À trois jours du vote de confiance auquel souhaite se soumettre le Premier ministre François Bayrou, le député de la première circonscription de la Charente-Maritime s’est dit « atterré » par cette rentrée politique lors d’un point presse ce vendredi 5 septembre 2025, à La Rochelle. « Je suis atterré par l’irresponsabilité politique de nombreux responsables politiques à qui il faudra désormais mettre des guillemets à ‘’responsables’’ », a commencé par fustiger Olivier Falorni.
Parmi les personnalités politiques dans le viseur du député, François Bayrou a particulièrement été pointé du doigt : « Une telle censure n’est jamais gratuite. Avons-nous les moyens de nous permettre une telle facture tous les semestres ? Je n’ai absolument pas compris le choix de ce vote de confiance. Pour moi, c’est aussi incompréhensible que la dissolution, et cela aura les mêmes conséquences négatives pour notre pays. C’est une décision qui est à nouveau une funeste erreur. Elle va à nouveau faire entrer la France dans un épais brouillard. »
Le député reproche également au Premier ministre sa « méthode » en ce qui concerne le budget, et notamment « la question des jours fériés ». « Aujourd’hui, il ne faut pas juste un budget, il faut un budget juste. Et le budget, tel qu’il est aujourd’hui, n’est pas suffisamment juste », a-t-il ajouté.

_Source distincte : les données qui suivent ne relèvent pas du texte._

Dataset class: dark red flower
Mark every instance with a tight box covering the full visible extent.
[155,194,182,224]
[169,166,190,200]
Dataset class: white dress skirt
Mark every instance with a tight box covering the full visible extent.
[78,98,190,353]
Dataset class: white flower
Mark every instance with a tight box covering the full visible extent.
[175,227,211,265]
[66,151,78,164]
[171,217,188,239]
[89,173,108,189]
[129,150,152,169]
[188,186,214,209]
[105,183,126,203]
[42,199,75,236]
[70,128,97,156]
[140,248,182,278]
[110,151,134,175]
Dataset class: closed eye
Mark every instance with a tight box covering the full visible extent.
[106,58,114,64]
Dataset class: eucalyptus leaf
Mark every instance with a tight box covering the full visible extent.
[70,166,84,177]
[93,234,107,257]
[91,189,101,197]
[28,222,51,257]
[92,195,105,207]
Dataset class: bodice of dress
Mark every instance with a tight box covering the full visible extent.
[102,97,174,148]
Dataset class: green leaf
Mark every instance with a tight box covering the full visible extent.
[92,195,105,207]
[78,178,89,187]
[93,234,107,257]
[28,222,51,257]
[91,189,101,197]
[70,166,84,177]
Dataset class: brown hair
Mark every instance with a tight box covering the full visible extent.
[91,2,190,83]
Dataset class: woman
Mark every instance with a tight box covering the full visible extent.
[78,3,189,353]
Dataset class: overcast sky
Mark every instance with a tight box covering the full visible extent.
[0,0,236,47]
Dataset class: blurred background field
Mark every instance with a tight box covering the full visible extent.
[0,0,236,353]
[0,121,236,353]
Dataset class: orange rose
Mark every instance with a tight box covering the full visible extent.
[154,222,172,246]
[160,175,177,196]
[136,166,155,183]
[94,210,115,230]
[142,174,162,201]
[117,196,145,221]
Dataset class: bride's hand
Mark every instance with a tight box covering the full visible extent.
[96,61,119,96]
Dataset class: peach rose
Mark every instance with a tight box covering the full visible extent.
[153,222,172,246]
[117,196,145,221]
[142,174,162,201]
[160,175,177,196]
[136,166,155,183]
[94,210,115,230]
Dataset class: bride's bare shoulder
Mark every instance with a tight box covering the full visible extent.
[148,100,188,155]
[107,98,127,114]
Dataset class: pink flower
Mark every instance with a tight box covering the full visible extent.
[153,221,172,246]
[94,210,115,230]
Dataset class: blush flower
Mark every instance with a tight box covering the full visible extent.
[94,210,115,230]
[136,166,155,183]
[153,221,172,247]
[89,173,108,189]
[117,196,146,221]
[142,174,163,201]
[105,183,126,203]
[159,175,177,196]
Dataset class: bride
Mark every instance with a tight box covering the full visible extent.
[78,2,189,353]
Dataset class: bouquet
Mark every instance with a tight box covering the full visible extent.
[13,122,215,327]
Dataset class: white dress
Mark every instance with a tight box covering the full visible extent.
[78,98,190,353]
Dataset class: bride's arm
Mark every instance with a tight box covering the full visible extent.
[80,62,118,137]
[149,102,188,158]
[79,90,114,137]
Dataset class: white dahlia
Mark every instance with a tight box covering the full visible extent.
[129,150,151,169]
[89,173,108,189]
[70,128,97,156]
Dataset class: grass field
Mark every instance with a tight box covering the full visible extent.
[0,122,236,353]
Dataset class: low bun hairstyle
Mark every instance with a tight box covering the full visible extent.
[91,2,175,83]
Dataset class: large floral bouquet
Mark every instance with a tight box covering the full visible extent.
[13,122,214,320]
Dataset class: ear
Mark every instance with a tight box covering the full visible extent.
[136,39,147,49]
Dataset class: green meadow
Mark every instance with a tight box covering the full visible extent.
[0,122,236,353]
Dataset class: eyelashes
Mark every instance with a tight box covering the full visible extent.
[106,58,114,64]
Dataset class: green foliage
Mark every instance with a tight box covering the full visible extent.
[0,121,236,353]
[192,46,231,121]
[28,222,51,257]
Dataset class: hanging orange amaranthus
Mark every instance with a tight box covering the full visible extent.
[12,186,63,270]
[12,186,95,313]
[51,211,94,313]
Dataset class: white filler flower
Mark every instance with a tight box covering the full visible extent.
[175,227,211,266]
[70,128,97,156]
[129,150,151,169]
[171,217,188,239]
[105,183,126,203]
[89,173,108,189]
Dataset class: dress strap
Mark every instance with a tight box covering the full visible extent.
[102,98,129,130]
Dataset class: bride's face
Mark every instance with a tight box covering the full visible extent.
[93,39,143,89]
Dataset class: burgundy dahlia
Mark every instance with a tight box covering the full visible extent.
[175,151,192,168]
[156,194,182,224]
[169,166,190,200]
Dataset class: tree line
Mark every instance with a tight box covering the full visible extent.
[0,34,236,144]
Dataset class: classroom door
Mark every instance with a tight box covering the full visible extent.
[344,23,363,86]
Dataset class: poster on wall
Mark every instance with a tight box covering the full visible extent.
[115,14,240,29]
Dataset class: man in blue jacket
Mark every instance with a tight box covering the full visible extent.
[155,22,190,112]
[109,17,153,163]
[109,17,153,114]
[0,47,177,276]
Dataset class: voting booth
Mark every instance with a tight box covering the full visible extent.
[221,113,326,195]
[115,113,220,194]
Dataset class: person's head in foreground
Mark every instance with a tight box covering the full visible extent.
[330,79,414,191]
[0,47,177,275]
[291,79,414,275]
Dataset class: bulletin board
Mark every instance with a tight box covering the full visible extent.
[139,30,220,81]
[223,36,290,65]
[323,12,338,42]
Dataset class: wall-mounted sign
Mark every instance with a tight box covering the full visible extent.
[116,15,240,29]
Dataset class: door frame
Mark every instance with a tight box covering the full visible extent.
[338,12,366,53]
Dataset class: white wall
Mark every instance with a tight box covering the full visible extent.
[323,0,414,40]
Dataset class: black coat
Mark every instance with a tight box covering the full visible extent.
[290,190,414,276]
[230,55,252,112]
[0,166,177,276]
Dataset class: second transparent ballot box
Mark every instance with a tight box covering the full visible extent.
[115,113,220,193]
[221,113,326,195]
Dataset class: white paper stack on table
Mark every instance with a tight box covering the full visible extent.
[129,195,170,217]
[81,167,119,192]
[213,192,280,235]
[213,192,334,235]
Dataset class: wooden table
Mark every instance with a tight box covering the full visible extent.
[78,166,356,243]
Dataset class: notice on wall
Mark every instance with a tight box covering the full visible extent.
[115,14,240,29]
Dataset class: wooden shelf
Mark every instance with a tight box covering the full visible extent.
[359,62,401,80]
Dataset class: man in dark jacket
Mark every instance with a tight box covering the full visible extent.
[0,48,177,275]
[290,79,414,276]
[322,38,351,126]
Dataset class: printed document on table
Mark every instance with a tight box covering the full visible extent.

Malgré cette exaspération, et même si « la messe est dite » en ce qui concerne le vote de confiance, selon le député, Olivier Falorni votera en faveur du Premier ministre. « J’ai décidé de ne censurer aucun des gouvernements qui seront amenés à exercer les responsabilités d’ici à 2027 », assure-t-il, excluant cependant le Rassemblement national et La France insoumise de cette promesse. « Je souhaite ni bordélisation, ni bardélisation. »
Et puisque « le vote est perdu d’avance », le rapporteur général du projet de la loi sur la fin de vie propose d’ores et déjà un successeur pour Matignon en la personne de Bernard Cazeneuve, « la personnalité la plus en capacité de rassembler et de diriger ».